In a matter of weeks the Viet Cong lost an estimated 35,000 fighters killed, not counting the NVA. That is fully one half of their army destroyed, and does not include others taken out of action due to wounds. Much like Hezbollah they had anticipated a huge outpouring of support from the South Vietnamese civilians to augment their attacks, figuring that Vietnamese of all political persuasions wanted foreigners off their soil.

But when they launched the Tet Offensive, the civilians the Viet Cong had been terrorizing for decades stayed home. It was a clear and historic lesson that terrorized populaces will not fight on the side of those who terrorize them when given an option.

The Viet Cong made sporadic and feeble attempts to regain their previous stature through 1968, including a series of attacks in May and June of that year dubbed "mini-Tet" by American troops. They were spectacularly unsuccessful, and in February 1969 the Viet Cong launched a second, last-ditch, desperate, all-out attack again, similar to the debacle of a year earlier with exactly the same results.

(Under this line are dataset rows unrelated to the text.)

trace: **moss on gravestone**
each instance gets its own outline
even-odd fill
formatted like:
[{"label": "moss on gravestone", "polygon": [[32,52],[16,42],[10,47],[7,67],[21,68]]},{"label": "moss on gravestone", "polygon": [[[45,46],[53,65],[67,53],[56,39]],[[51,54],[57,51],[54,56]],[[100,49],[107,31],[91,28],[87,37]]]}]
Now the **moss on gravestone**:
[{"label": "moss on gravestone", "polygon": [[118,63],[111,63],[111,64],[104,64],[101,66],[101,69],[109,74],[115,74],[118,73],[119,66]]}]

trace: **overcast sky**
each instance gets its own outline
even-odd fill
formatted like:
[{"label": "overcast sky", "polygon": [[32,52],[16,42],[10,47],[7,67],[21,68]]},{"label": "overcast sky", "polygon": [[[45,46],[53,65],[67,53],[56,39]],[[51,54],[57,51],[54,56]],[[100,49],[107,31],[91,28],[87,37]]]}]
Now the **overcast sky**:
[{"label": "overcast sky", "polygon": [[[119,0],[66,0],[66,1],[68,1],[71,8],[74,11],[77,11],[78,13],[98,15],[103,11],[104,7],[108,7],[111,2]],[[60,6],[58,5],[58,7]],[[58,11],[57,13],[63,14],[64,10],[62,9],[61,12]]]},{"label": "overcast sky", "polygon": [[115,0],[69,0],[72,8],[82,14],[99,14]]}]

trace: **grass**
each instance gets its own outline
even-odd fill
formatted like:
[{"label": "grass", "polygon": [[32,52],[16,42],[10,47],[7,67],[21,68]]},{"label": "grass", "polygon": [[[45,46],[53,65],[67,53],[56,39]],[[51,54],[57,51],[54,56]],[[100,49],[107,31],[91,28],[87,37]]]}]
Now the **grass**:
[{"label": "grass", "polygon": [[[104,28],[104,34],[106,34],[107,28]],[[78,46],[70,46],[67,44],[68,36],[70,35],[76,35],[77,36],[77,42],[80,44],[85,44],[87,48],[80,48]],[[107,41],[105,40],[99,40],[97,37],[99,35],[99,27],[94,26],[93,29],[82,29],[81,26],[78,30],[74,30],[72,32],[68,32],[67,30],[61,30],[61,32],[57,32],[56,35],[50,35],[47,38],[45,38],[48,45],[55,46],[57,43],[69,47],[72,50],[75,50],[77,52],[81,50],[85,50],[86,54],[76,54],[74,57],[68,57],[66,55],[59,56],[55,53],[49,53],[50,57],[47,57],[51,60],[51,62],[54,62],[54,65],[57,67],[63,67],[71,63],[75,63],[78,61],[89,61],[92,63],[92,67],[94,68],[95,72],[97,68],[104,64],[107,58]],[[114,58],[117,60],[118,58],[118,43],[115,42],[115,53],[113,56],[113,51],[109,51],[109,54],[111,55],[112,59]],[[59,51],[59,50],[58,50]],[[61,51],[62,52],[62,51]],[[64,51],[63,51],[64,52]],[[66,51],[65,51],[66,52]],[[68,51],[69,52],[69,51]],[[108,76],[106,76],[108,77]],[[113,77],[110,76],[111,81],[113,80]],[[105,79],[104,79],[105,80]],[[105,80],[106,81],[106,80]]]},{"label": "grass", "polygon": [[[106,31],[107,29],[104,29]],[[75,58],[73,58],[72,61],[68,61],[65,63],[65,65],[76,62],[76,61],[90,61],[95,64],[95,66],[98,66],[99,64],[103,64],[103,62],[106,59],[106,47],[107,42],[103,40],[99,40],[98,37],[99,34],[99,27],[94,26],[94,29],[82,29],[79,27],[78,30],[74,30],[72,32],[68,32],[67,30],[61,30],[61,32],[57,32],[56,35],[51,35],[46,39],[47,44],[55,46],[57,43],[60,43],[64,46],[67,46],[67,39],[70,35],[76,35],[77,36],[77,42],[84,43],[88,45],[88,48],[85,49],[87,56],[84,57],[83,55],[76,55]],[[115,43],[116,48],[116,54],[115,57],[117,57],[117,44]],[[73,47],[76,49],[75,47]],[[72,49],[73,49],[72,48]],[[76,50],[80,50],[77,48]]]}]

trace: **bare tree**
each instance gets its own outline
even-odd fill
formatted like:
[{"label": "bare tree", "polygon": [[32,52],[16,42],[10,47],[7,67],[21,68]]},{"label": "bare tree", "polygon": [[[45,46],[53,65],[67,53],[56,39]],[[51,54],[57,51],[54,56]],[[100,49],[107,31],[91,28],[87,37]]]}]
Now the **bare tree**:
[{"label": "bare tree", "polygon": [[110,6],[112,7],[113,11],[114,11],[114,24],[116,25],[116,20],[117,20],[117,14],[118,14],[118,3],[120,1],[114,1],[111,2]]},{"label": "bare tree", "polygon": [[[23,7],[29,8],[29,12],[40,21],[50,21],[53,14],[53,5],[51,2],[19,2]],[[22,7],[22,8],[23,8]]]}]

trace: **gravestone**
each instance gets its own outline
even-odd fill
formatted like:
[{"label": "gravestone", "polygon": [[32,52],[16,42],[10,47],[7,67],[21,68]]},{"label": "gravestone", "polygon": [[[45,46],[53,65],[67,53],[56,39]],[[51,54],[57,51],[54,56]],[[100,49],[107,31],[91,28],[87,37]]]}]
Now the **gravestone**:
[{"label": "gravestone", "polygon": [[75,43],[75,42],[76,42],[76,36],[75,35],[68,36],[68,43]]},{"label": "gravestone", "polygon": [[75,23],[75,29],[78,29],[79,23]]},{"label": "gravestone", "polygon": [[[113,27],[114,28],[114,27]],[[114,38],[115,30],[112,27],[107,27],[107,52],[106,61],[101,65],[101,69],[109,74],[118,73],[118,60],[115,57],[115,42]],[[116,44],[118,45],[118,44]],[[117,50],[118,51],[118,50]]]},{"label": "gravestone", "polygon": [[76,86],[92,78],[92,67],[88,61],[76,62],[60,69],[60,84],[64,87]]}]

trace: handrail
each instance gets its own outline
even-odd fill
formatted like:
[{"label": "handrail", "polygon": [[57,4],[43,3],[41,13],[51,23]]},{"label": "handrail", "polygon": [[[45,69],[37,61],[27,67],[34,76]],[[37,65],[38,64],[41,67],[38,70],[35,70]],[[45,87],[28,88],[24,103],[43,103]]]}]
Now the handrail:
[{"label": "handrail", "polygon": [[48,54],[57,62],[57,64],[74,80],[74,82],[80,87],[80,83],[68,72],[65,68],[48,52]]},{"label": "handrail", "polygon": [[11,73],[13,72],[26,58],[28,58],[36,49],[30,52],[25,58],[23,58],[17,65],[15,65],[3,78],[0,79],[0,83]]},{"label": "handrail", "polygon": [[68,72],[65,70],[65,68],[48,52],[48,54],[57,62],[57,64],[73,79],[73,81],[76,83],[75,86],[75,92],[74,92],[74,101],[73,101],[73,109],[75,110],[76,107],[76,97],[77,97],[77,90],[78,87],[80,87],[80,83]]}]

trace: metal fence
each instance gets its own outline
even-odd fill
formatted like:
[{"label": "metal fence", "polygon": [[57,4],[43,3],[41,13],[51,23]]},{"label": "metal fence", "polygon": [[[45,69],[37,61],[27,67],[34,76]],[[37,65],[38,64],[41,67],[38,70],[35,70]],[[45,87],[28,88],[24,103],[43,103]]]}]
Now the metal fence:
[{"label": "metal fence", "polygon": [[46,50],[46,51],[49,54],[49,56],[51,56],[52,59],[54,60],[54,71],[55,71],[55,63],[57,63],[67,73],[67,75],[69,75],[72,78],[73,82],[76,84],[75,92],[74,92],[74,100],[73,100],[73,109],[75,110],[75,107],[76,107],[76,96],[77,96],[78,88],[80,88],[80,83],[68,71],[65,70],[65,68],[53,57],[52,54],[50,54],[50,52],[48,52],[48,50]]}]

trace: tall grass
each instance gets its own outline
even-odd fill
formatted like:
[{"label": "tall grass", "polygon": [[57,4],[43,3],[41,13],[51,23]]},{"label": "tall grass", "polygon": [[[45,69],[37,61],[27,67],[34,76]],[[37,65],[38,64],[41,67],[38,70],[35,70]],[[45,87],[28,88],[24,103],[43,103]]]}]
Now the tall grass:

When the second Tet Offensive ended, the Viet Cong were gone. They were non-existent as a military force, with only political operatives remaining.

Enter the Phoenix Program, the oft-discussed, and usually misunderstood operation by American and South Vietnamese forces to eliminate the Viet Cong political structure. The Phoenix Program had one goal, to eliminate the Viet Cong political structure. It was not as has often been touted, a murder campaign. Rather its purpose was to identify and apprehend Viet Cong political cadre and eliminate them from the Vietnamese countryside.

There were deaths, many caused by South Vietnamese exacting revenge on the Viet Cong for past murders and torture inflicted on the civilian population. The left claims that it was a failed murder and torture operation. Others, who were much closer to its actual operations, say it was a spectacularly successful operation.

Regardless of your point of view, it is a fact that the elimination of the Viet Cong fighting units as well as the political units was not only possible, but was accomplished. Hezbollah is far smaller than the Viet Cong and to say that Hezbollah can't be eliminated is naive, uninformed, and manipulative.

Hezbollah can be eliminated, and I would bet that those who want the world to believe otherwise have a far different agenda than the one they market in the WTM.

Invincible? Give the Israeli Army about three weeks of unrestricted war against these terrorists and we'll take another look.